Accounting records

The following Corporate practice note provides comprehensive and up to date legal information covering:

  • Accounting records
  • The duty to keep accounting records
  • Where and for how long must accounting records be kept

Accounting records

A company must comply with statutory provisions set out in the Companies Act 2006 (CA 2006) in relation to keeping accounting records.

In addition, there may be other rules relating to accounting records that apply a listed company, an AIM company or a company with securities that are listed on the AQSE Main Market, AQSE Trading or AQSE Growth Market (formerly the NEX Exchange Main Board, NEX Exchange Secondary Market and NEX Exchange Growth Market), but these are outside the scope of this Practice Note.

Some or all of the statutory provisions relating to accounting records may also apply to other companies and entities, but this issue is outside the scope of this Practice Note.

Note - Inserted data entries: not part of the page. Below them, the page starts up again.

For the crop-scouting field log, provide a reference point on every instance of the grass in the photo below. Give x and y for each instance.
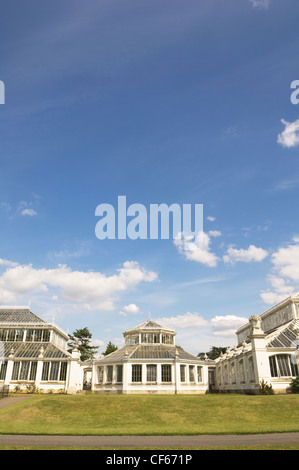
(151, 415)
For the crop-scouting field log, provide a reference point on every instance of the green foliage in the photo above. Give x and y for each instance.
(82, 337)
(265, 389)
(294, 386)
(214, 352)
(110, 348)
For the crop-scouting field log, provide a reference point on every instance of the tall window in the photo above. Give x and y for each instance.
(151, 373)
(136, 373)
(283, 365)
(241, 371)
(191, 374)
(100, 374)
(119, 374)
(24, 370)
(109, 374)
(183, 373)
(233, 372)
(54, 371)
(199, 373)
(3, 368)
(251, 369)
(166, 373)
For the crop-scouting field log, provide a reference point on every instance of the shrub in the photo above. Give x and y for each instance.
(266, 389)
(294, 386)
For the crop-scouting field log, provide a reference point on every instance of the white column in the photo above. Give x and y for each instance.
(9, 368)
(75, 373)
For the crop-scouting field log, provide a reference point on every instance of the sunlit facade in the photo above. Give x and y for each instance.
(150, 362)
(33, 353)
(266, 351)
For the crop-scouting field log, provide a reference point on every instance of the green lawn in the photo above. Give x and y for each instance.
(148, 415)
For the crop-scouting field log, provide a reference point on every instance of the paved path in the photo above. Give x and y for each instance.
(150, 442)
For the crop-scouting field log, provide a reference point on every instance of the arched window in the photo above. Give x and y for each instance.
(283, 365)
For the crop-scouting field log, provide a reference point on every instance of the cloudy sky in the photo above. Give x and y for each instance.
(163, 102)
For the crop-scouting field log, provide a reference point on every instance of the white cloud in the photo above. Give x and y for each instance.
(286, 260)
(188, 320)
(131, 309)
(30, 212)
(252, 253)
(215, 233)
(285, 269)
(263, 4)
(280, 290)
(226, 325)
(290, 136)
(6, 262)
(93, 290)
(6, 206)
(198, 250)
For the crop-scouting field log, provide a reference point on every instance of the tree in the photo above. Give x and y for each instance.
(295, 385)
(214, 352)
(82, 337)
(110, 348)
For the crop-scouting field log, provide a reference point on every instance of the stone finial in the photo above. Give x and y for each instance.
(256, 323)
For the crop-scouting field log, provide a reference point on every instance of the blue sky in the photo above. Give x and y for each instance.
(164, 102)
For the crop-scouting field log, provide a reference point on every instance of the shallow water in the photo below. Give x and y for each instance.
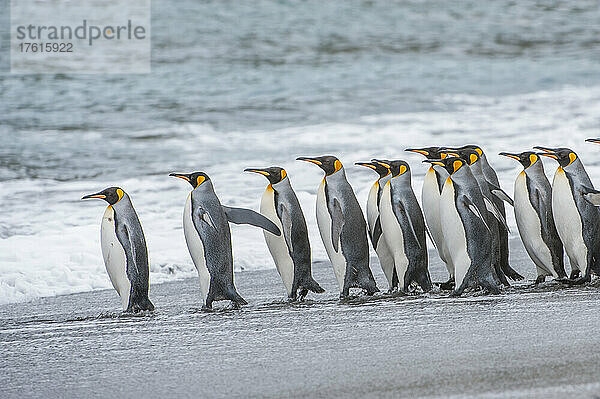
(259, 84)
(527, 342)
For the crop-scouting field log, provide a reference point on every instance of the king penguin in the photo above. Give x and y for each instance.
(343, 228)
(430, 198)
(533, 212)
(290, 250)
(466, 232)
(492, 177)
(386, 258)
(490, 193)
(208, 237)
(404, 228)
(124, 250)
(577, 219)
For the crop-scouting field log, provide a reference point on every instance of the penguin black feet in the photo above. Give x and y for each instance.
(512, 274)
(540, 280)
(578, 281)
(448, 285)
(302, 294)
(575, 273)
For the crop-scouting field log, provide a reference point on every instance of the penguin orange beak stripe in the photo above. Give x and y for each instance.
(367, 164)
(507, 154)
(418, 151)
(100, 196)
(184, 177)
(549, 155)
(545, 149)
(311, 160)
(439, 163)
(382, 163)
(259, 171)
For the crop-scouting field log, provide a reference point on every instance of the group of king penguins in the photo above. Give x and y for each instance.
(462, 212)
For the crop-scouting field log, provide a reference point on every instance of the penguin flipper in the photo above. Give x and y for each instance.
(473, 208)
(337, 222)
(591, 195)
(286, 222)
(401, 214)
(494, 211)
(500, 194)
(248, 216)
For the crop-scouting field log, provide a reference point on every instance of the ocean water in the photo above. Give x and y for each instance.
(258, 84)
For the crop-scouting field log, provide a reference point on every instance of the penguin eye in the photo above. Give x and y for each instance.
(456, 165)
(337, 165)
(532, 159)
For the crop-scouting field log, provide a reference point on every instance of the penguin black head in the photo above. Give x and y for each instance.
(451, 164)
(328, 163)
(195, 178)
(274, 174)
(469, 155)
(397, 168)
(428, 152)
(526, 158)
(112, 195)
(377, 167)
(564, 156)
(468, 147)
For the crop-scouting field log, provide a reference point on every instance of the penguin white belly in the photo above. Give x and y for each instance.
(430, 197)
(277, 244)
(393, 234)
(530, 229)
(114, 256)
(196, 248)
(568, 221)
(453, 230)
(324, 222)
(383, 252)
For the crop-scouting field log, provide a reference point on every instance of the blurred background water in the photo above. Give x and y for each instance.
(252, 84)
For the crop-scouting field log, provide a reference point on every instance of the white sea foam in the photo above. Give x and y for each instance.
(49, 239)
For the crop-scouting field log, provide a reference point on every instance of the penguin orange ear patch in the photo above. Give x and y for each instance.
(456, 165)
(337, 165)
(532, 159)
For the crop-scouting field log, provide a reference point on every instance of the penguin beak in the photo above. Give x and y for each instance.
(311, 160)
(545, 149)
(366, 164)
(548, 154)
(418, 151)
(508, 154)
(434, 162)
(382, 162)
(97, 195)
(259, 171)
(181, 176)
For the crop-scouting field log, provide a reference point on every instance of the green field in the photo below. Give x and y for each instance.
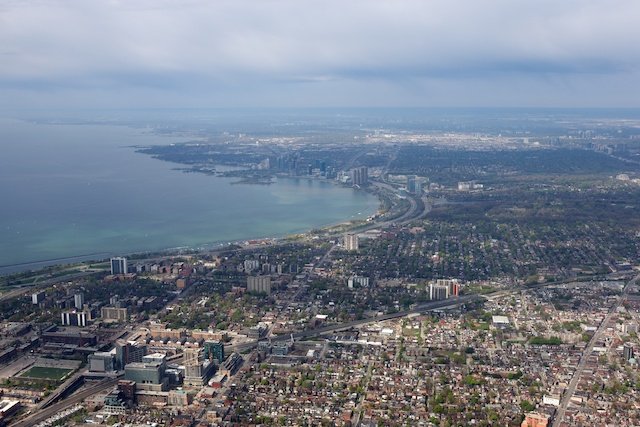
(47, 373)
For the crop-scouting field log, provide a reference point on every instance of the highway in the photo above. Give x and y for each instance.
(30, 288)
(571, 388)
(78, 397)
(434, 305)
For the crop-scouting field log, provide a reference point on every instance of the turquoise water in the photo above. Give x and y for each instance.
(76, 190)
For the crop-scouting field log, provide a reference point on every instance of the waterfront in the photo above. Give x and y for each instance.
(82, 190)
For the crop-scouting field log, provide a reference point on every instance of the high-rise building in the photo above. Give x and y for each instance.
(78, 300)
(129, 352)
(37, 297)
(260, 284)
(438, 292)
(118, 265)
(360, 281)
(73, 318)
(191, 356)
(452, 284)
(627, 351)
(214, 350)
(351, 242)
(411, 184)
(360, 176)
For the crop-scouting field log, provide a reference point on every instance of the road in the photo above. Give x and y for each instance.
(30, 288)
(433, 305)
(65, 404)
(568, 394)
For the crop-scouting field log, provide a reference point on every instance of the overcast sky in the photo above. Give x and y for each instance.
(324, 53)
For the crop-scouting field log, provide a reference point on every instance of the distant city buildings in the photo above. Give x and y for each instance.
(214, 350)
(119, 266)
(37, 297)
(444, 289)
(259, 284)
(117, 314)
(469, 185)
(360, 176)
(78, 300)
(351, 242)
(74, 318)
(358, 281)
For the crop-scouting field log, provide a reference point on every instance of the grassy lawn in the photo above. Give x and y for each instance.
(46, 373)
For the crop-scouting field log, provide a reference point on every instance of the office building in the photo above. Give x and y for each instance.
(627, 351)
(196, 371)
(351, 242)
(118, 265)
(358, 281)
(115, 314)
(360, 176)
(259, 284)
(147, 376)
(37, 297)
(411, 184)
(438, 292)
(214, 350)
(452, 284)
(73, 318)
(78, 300)
(101, 361)
(129, 352)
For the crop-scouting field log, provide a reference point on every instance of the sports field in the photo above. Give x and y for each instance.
(45, 372)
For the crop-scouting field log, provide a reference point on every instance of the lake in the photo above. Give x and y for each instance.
(77, 191)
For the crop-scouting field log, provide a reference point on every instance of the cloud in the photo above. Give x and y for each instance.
(201, 49)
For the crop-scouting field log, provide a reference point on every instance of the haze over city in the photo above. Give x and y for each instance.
(361, 53)
(332, 213)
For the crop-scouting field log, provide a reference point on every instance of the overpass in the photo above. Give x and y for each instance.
(429, 306)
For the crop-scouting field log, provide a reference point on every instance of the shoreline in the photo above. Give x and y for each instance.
(41, 265)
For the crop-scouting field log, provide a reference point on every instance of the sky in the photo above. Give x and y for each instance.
(318, 53)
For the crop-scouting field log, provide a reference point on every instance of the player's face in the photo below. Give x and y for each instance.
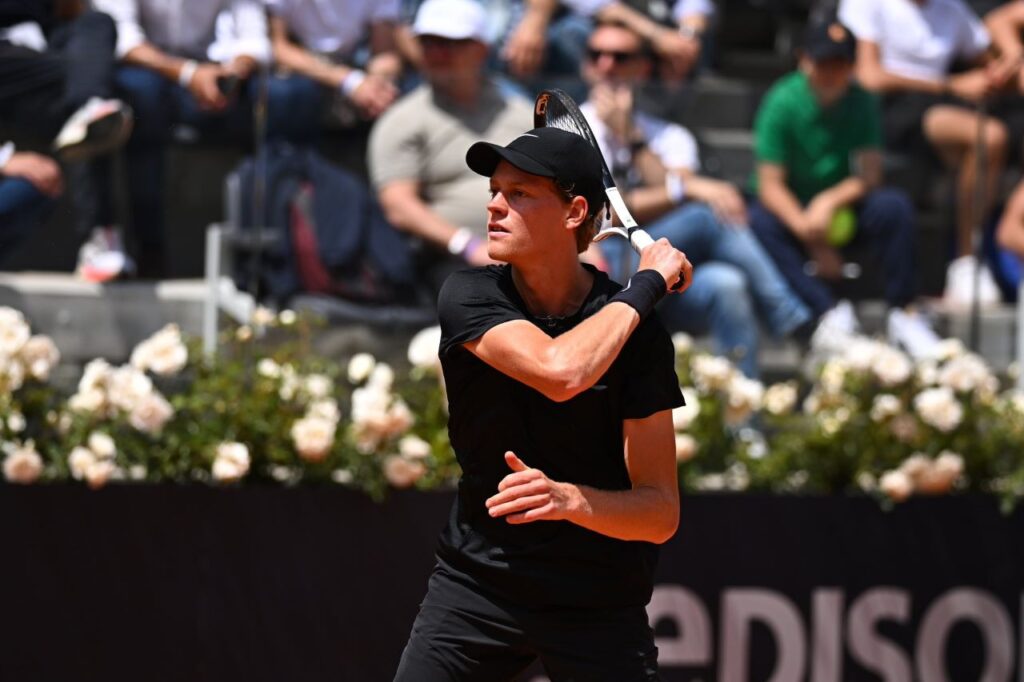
(526, 214)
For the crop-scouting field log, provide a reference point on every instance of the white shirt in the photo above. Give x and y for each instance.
(680, 8)
(333, 27)
(916, 41)
(673, 144)
(217, 30)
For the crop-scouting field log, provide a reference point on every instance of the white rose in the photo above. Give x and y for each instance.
(40, 355)
(267, 368)
(401, 472)
(151, 414)
(885, 406)
(686, 446)
(414, 448)
(90, 400)
(939, 408)
(423, 348)
(164, 352)
(712, 373)
(11, 374)
(683, 416)
(15, 422)
(682, 342)
(780, 398)
(127, 386)
(24, 465)
(79, 461)
(263, 316)
(325, 410)
(965, 374)
(100, 472)
(317, 386)
(896, 484)
(359, 368)
(14, 332)
(102, 445)
(744, 397)
(231, 462)
(892, 367)
(312, 437)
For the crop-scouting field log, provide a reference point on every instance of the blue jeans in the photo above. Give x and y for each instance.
(734, 284)
(885, 220)
(160, 105)
(23, 208)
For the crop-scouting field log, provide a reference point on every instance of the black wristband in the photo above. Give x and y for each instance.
(642, 292)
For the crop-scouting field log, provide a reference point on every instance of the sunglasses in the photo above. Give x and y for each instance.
(619, 56)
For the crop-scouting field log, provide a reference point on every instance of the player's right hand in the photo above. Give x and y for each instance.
(670, 262)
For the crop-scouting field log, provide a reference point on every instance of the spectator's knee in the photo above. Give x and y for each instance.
(99, 25)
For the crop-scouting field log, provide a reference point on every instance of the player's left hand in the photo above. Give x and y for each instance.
(527, 495)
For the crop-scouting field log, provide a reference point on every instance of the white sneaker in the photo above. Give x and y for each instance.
(836, 328)
(102, 258)
(960, 284)
(98, 126)
(911, 332)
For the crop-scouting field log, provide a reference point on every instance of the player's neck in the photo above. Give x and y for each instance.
(552, 292)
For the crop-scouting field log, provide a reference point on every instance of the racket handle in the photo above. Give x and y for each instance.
(640, 241)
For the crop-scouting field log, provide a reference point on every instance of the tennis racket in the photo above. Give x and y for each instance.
(555, 109)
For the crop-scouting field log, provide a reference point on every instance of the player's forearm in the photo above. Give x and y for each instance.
(644, 513)
(150, 56)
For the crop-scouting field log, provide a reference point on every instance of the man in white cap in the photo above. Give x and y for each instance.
(418, 146)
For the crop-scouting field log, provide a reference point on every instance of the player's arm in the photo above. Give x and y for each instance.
(648, 511)
(563, 367)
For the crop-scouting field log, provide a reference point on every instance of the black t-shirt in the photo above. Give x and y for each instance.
(544, 563)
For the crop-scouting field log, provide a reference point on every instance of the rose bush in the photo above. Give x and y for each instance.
(268, 410)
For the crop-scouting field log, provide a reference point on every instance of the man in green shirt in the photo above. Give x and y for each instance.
(818, 148)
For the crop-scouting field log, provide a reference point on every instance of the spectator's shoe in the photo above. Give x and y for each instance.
(836, 329)
(102, 258)
(960, 284)
(911, 332)
(97, 127)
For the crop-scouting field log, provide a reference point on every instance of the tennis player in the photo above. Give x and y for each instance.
(560, 385)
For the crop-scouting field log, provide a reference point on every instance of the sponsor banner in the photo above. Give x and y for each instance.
(181, 583)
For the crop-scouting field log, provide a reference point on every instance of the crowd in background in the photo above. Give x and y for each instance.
(115, 82)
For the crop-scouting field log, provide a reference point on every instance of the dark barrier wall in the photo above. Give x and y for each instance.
(322, 584)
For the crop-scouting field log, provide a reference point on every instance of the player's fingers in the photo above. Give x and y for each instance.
(519, 505)
(538, 514)
(514, 462)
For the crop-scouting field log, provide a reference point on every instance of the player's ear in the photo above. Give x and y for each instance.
(577, 213)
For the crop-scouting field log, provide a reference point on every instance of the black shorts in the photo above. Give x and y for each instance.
(462, 635)
(903, 121)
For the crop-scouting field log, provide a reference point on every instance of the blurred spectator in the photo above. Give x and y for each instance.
(655, 163)
(418, 147)
(188, 62)
(818, 146)
(56, 65)
(28, 183)
(906, 49)
(321, 41)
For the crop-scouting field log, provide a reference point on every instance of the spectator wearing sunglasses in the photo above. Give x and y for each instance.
(656, 166)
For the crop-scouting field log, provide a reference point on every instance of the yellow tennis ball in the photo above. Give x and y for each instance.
(843, 227)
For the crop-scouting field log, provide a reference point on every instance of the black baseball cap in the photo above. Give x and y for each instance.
(549, 153)
(829, 40)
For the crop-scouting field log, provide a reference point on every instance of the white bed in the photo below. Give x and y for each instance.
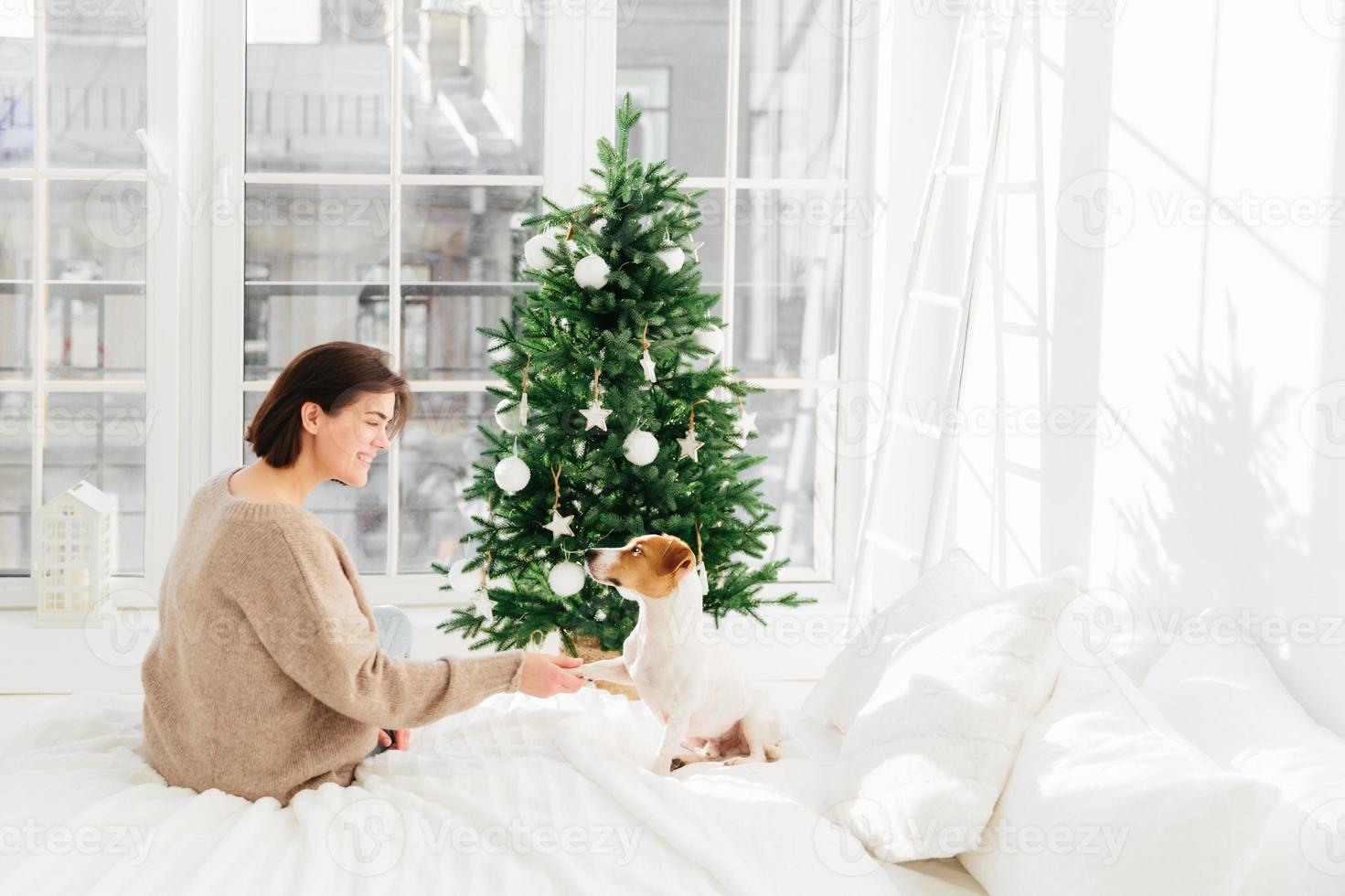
(518, 794)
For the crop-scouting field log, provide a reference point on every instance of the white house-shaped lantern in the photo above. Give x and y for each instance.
(73, 554)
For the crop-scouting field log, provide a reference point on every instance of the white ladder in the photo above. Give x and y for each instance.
(977, 28)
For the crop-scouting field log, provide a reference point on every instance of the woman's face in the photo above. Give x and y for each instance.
(348, 442)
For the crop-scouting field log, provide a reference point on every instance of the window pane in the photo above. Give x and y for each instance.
(15, 482)
(96, 82)
(465, 241)
(316, 234)
(437, 450)
(439, 330)
(710, 234)
(101, 437)
(673, 56)
(464, 234)
(319, 86)
(791, 102)
(16, 70)
(282, 320)
(357, 516)
(15, 224)
(787, 280)
(473, 83)
(96, 331)
(795, 485)
(99, 230)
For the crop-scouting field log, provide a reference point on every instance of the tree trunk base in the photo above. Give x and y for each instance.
(590, 651)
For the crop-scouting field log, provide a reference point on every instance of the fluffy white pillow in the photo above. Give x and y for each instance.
(928, 753)
(950, 588)
(1107, 801)
(1227, 699)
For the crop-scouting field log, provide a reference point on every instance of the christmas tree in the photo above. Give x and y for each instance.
(614, 420)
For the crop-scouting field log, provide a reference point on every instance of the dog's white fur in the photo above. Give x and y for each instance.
(691, 682)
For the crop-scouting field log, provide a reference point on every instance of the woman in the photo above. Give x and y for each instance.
(266, 676)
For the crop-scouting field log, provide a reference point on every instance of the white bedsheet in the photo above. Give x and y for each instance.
(517, 794)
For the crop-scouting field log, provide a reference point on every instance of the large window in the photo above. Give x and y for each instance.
(77, 251)
(750, 99)
(389, 153)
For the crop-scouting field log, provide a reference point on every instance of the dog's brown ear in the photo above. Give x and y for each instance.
(677, 559)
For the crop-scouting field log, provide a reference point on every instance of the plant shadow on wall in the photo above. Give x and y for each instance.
(1227, 539)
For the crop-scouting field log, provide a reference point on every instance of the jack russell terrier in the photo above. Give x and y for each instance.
(693, 685)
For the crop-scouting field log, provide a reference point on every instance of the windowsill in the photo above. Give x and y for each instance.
(794, 645)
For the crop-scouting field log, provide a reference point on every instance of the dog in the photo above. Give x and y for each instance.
(693, 685)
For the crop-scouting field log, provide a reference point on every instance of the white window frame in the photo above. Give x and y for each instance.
(582, 50)
(160, 384)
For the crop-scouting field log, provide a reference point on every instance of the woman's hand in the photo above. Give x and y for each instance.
(544, 674)
(404, 739)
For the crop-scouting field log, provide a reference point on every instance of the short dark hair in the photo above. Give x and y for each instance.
(334, 374)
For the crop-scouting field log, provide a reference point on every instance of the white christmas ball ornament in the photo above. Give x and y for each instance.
(640, 447)
(674, 259)
(463, 581)
(710, 338)
(511, 474)
(534, 251)
(507, 417)
(565, 579)
(591, 272)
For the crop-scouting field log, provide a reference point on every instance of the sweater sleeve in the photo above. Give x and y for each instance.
(308, 619)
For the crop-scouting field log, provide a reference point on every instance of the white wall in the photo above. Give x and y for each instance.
(1211, 339)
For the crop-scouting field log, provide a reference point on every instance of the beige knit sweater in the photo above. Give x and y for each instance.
(265, 676)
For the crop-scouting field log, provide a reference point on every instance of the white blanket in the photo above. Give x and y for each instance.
(514, 795)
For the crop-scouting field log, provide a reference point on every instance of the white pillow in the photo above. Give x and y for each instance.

The duty to keep accounting records

All companies must keep adequate accounting records. Their purpose is to ensure that businesses record transactions to enable them to show the company's financial position and to prepare accounts which comply with the CA 2006 and, where relevant, with International Accounting Standards.

Accounting records is a deliberately broad term that is not specifically defined as the records of a company may differ depending on the nature and complexity of its business. For a simple business, accounting records might include, bank statements, purchase orders, sales and purchase invoices, whilst a more sophisticated business may have integrated records, which it holds electronically.